Можно сказать, конечно, что и инсулин за это время тоже не изменился, но он за это время только не изменялся, а вирусы, с одной стороны, стойко пронесли свою индивидуальность, а с другой — постоянно ее меняли. В самом главном вирусные семейства, известные с древнейших времен, остались такими же, но вместе с тем в мире вирусов произошли и происходят постоянные изменения. Не будем сейчас обсуждать, откуда взялся вирус СПИДа — это особый разговор. Но вот другой пример — свежий и яркий.
В 1977 году в циркуляцию среди населения земного шара вернулся вирус гриппа А, уже однажды, в 1947-1957 годах, "разбойничавший" (так называемый вирус AI или A/H1N1 — по новой классификации). Начиная с 1977 года и по настоящее время он циркулирует, вызывает эпидемические вспышки, меняется (дрейфует), но делает это не так, как в 1947 — 1957 годах. Таким образом, вирусам присуща не только наследственность, но и изменчивость. Более того, сегодня мы знаем, что в основе последней лежат те же механизмы, что и у других живых существ: мутации, рекомбинации и отбор в популяции, то есть все то, что характеризует любую генетическую регуляцию в любой системе.
Вот только некоторые соображения Голубева. Но не будем ни на чем настаивать. Вопрос не прост.
Глава вторая.
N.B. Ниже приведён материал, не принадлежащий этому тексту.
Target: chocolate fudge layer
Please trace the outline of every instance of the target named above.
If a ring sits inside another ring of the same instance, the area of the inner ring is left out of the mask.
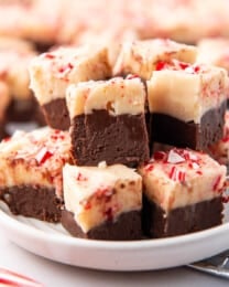
[[[177,236],[219,225],[222,211],[221,196],[177,208],[168,213],[143,196],[142,227],[144,234],[153,238]]]
[[[113,164],[63,169],[64,227],[74,236],[94,240],[140,240],[142,179],[132,169]]]
[[[107,110],[74,118],[72,153],[78,166],[122,163],[137,167],[149,159],[144,115],[111,116]]]
[[[154,113],[151,121],[151,142],[160,141],[182,148],[207,150],[209,142],[214,144],[222,138],[226,108],[225,100],[220,107],[206,111],[199,124],[185,123],[168,115]]]
[[[208,155],[177,148],[156,151],[139,172],[148,236],[175,236],[221,224],[227,169]]]
[[[67,130],[70,119],[65,98],[56,98],[42,106],[45,120],[50,127]],[[56,116],[58,115],[58,116]]]
[[[110,77],[108,51],[95,45],[58,47],[35,57],[31,62],[30,76],[31,88],[47,124],[52,128],[67,130],[69,115],[65,102],[66,88],[73,83]]]
[[[15,131],[0,144],[0,198],[14,214],[56,222],[63,203],[62,169],[70,160],[67,131]]]
[[[86,82],[67,89],[72,119],[72,153],[78,166],[122,163],[137,167],[149,159],[145,88],[139,77]]]
[[[134,241],[142,238],[141,212],[130,211],[121,214],[115,222],[108,221],[84,233],[74,219],[74,213],[62,211],[63,226],[73,235],[80,238],[102,241]]]
[[[15,215],[53,223],[61,221],[63,200],[56,196],[55,189],[39,184],[0,188],[0,199]]]

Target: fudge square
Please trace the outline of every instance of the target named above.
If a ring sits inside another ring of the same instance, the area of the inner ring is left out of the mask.
[[[62,224],[74,236],[141,240],[142,179],[122,164],[63,169]]]
[[[208,151],[214,159],[229,169],[229,109],[225,114],[223,136],[218,142],[210,146]]]
[[[72,153],[77,166],[149,160],[145,88],[139,77],[89,81],[68,87]]]
[[[226,167],[207,153],[176,148],[157,151],[139,172],[148,236],[175,236],[221,224]]]
[[[0,144],[0,199],[13,214],[58,222],[62,168],[69,161],[69,132],[15,131]]]
[[[124,42],[117,63],[115,75],[135,74],[142,79],[150,79],[157,62],[177,59],[194,63],[197,49],[193,45],[181,44],[168,39],[153,39]]]
[[[65,91],[72,83],[111,76],[106,47],[58,47],[35,57],[30,65],[31,88],[52,128],[69,128]]]
[[[146,86],[151,141],[206,150],[222,137],[226,70],[177,60],[159,62]]]

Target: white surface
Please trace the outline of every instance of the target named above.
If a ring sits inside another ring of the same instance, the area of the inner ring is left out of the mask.
[[[228,209],[227,209],[228,211]],[[17,245],[46,258],[107,270],[148,270],[181,266],[229,248],[229,217],[218,227],[192,235],[138,242],[87,241],[59,224],[13,216],[1,204],[0,225]]]

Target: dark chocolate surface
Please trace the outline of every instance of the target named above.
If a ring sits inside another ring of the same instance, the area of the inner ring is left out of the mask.
[[[152,114],[151,142],[207,150],[209,145],[222,137],[226,108],[227,102],[223,102],[218,109],[208,110],[203,115],[200,124],[185,123],[163,114]]]
[[[76,116],[72,124],[72,153],[78,166],[122,163],[137,167],[149,160],[144,115],[111,116],[94,110]]]
[[[142,226],[144,234],[152,238],[188,234],[221,224],[222,210],[222,200],[218,196],[166,214],[144,195]]]
[[[65,98],[53,99],[42,106],[46,123],[50,127],[68,130],[70,119]]]
[[[47,222],[61,221],[62,199],[54,189],[37,185],[20,185],[0,189],[0,199],[15,215],[24,215]]]
[[[141,211],[122,213],[115,222],[106,223],[84,233],[69,211],[62,211],[63,226],[75,237],[103,241],[134,241],[142,238]]]

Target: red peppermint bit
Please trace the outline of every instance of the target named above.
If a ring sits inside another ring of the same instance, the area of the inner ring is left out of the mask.
[[[229,136],[223,137],[223,138],[221,139],[221,141],[222,141],[222,142],[228,142],[228,141],[229,141]]]
[[[186,173],[182,170],[178,170],[176,167],[172,167],[168,177],[170,177],[170,179],[172,179],[174,181],[184,182]]]
[[[126,79],[139,78],[139,75],[130,74],[126,77]]]
[[[229,195],[222,196],[222,203],[228,203],[229,202]]]
[[[113,220],[113,210],[112,210],[112,208],[108,208],[103,212],[103,215],[106,216],[107,221],[112,221]]]
[[[96,191],[96,195],[97,198],[101,198],[101,196],[111,196],[113,193],[113,191],[111,189],[108,188],[100,188]]]
[[[187,68],[188,66],[189,66],[189,64],[179,62],[179,67],[181,67],[182,70],[185,70],[185,68]]]
[[[73,64],[68,63],[67,65],[59,67],[58,72],[59,73],[69,72],[73,67],[74,67]]]
[[[153,158],[155,160],[163,160],[163,159],[165,159],[165,157],[166,157],[166,153],[164,151],[155,151],[153,153]]]
[[[85,176],[81,174],[81,172],[79,172],[76,177],[77,181],[87,181],[87,178]]]
[[[194,67],[194,72],[195,72],[195,73],[198,73],[198,72],[199,72],[199,70],[200,70],[200,67],[199,67],[199,66],[195,66],[195,67]]]
[[[176,152],[174,149],[170,150],[170,152],[167,155],[168,163],[181,163],[184,161],[185,161],[185,158],[183,158],[178,152]]]
[[[221,181],[221,176],[218,176],[214,183],[214,191],[218,190],[220,181]]]
[[[84,208],[85,208],[85,210],[90,210],[91,209],[91,203],[89,201],[86,201],[84,203]]]
[[[184,172],[184,171],[178,171],[178,174],[177,174],[177,177],[178,177],[178,180],[181,181],[181,182],[184,182],[185,181],[185,176],[186,176],[186,173]]]
[[[150,171],[152,171],[153,170],[153,164],[151,164],[151,163],[149,163],[149,164],[146,164],[145,167],[144,167],[144,170],[146,171],[146,172],[150,172]]]
[[[7,142],[7,141],[9,141],[9,140],[11,140],[11,137],[3,138],[3,139],[2,139],[2,142]]]
[[[167,66],[167,63],[166,62],[163,62],[163,61],[159,61],[155,65],[155,71],[161,71],[163,68],[165,68]]]
[[[168,178],[172,180],[176,179],[176,167],[172,167]]]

Откуда они родом?
Чтобы решать, откуда вирусы взялись, хорошо было бы договориться о том, кто же они все-таки: вещества или существа. Не может же у них быть происхождения, не зависящего от их сути. Увы! Договориться о природе вирусов нам не удалось. И это, поверьте, отражает не только нашу неуступчивость, упрямство, если хотите, но и сложность проблемы, ее недостаточную изученность. Познание природы вирусов продолжается!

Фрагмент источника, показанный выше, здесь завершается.